“Siyasette bir gün uzun zamandır.”
Bugünlerde bir saat bile hayli uzun zaman.
Özellikle de CHP’li 15 milletvekili için.
Bir gün içinde başka bir partiye tayinleri çıktı.
Haberleri yoktu, fikirleri alınmadı.
“Genel Başkan’ın talimatı. İstifa edip İyi Parti’ye (İP) katılacaksınız.”
Grup Başkanvekillerinden gelen bu talimatı milletvekillerinin nasıl karşıladığını bilmiyorum.
Ancak Pazar günü kameraların önüne geçtiklerinde yüzlerinin halinden ne hissettikleri anlaşılabiliyordu.
Kulağımıza gelenler, “Şimdi biz gözden mi çıkarıldık, yoksa ittifak kesinleşti ve biz listelerde seçilebilecek yerden adaylığımız garantilenmiş mi oldu” sorusunu sordukları yönünde.
***
Bu karar, bir gün önce İstanbul’da CHP Genel Başkanı Kemal Kılıçdaroğlu ve İP Genel Başkanı Meral Akşener’in sürpriz buluşmasında alındı.
Zira bir tarafta milletvekili veren parti var, diğer tarafta da kabul eden parti.
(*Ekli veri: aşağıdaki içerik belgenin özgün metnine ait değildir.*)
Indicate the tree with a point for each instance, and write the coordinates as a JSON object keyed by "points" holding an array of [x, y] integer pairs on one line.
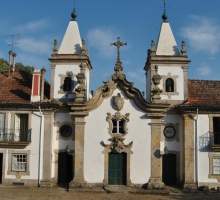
{"points": [[18, 66]]}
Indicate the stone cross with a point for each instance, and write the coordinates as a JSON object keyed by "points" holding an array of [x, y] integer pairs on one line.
{"points": [[118, 44]]}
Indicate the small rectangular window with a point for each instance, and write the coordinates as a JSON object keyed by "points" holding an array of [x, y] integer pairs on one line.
{"points": [[2, 126], [216, 130], [121, 126], [19, 162], [114, 123], [216, 165]]}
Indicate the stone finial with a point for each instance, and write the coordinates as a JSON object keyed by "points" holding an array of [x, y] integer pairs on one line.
{"points": [[148, 53], [80, 90], [153, 49], [118, 71], [156, 90], [84, 50], [73, 15], [55, 49], [183, 51], [118, 44]]}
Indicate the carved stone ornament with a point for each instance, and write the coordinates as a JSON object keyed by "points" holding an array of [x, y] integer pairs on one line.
{"points": [[118, 102], [156, 90], [80, 90], [117, 145], [117, 117]]}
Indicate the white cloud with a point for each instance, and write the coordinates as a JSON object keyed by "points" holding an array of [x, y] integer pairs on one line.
{"points": [[34, 46], [100, 39], [203, 34], [32, 26], [203, 71]]}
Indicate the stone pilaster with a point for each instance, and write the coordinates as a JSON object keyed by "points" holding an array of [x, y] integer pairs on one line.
{"points": [[155, 181], [188, 152], [79, 122], [185, 76], [47, 149], [52, 77]]}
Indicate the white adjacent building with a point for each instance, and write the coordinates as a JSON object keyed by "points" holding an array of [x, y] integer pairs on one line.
{"points": [[64, 134]]}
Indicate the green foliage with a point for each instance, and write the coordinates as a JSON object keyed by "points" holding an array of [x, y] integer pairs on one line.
{"points": [[18, 66], [21, 67]]}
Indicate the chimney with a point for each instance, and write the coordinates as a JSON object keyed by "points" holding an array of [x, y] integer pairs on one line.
{"points": [[14, 61], [43, 71], [35, 93]]}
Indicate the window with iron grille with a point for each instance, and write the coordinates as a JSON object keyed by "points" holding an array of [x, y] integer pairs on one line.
{"points": [[118, 126], [2, 126], [216, 165], [19, 162]]}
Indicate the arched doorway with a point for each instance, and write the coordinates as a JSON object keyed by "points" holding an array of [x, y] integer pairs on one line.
{"points": [[117, 168], [65, 167], [169, 169]]}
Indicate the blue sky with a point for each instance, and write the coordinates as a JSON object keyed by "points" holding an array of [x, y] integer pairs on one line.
{"points": [[102, 21]]}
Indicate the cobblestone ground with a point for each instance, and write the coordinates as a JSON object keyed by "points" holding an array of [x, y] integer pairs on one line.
{"points": [[57, 194]]}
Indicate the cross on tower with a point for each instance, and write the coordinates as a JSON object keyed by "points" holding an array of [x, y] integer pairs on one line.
{"points": [[118, 44]]}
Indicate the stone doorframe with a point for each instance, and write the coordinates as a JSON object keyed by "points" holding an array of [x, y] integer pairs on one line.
{"points": [[125, 149], [56, 153], [4, 152], [177, 153]]}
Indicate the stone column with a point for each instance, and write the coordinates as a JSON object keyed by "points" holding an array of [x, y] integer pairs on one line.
{"points": [[79, 122], [52, 77], [188, 152], [185, 76], [47, 149], [155, 181]]}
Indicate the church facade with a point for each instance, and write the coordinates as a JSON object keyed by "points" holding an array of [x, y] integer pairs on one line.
{"points": [[116, 136]]}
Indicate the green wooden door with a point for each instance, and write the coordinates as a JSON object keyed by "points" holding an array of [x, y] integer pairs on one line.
{"points": [[169, 169], [117, 169], [65, 167]]}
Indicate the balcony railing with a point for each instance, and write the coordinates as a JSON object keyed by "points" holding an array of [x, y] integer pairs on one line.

Peki iki genel başkanın hesabı ne?
CHP kanadı bunu “İP’yi YSK seçime sokmayacaktı, o yüzden ön aldık ve demokratik bir destek verdik” diye açıklıyor.
CHP'den istifa edip İP’ye katılan Zonguldak Milletvekili Ünal Demirtaş’ın ifadesiyle, “Kumpası boşa çıkarmak için” bu hamle yapıldı.
Bu iddia, YSK’nın İP’yi seçime katılabilecek partiler arasında saydığı açıklamasının, katılım kararından sonra gelmesiyle açıklanıyor.
Ancak durum şu;
YSK -iddia edildiği gibi- İP hakkında olumsuz bir karar vermiş olsaydı bile, bu karardan sonra da grup kurmak mümkündü. Zira bir partinin seçime girebilmesi için ‘seçim takvimi açıklanana kadar’ vakit var. Ve YSK, takvim açıklamadan önce grup kurulduğunda yeni bir karar alarak, “Grup kurduğu için katılabilir” diyebilirdi.
YSK da seçim takvimi için uyum yasalarının TBMM’den geçmesini bekleyeceğini açıklamıştı.
Özetle, CHP, İP için ‘alelacele’ bir girişimde bulunmuş oldu.
***
Ancak acelecilik her şeyi izah etmiyor.
Kulislere göre asıl hedef, aday olma konusunda ısrar eden Akşener’e “Biz sizin için bunu yapıyoruz, güçlü bir aday çıkarırsak siz de bunun gereğini yapın, çekilin” mesajı vermek.
Aynı şekilde, muhtemel bir ‘dışarıdan aday’a da “Biz hazırız, siz de mırın kırın etmeyin” işareti.
Akşener de grup kurma kararını birlikte vermekle buna ‘bir ölçüde’ kapı araladı.
Ama tam olarak değil.
Hala ‘dışarıdan aday’a direniyor ve “Madem CHP dışından olacak, benim üzerimde uzlaşma sağlayalım” tutumunu koruyor.
Ve ‘dışarıdan aday’ın ikna edildiğini görmek istiyor.
Ancak;
Bir başka açıdan bakarsak, onun da barajı aşabilmesi için CHP ile ittifak yapması gerekiyor.
Yani, “Al milletvekilliğini ver adaylığı” durumu mevzubahis.
Gelişmeler, sonucun da bu yönde olacağına dair güçlü işaretler veriyor.
Bugünlerde siyasette saatler bile çok önemli.
CHP yönetimi, Akşener’i ‘dışarıdan aday’ lehine çekilmeye ikna etmek için son güne kadar görüşmelerini sürdürecek.
Zira 15 milletvekili verildiği gibi geri alınabilir de.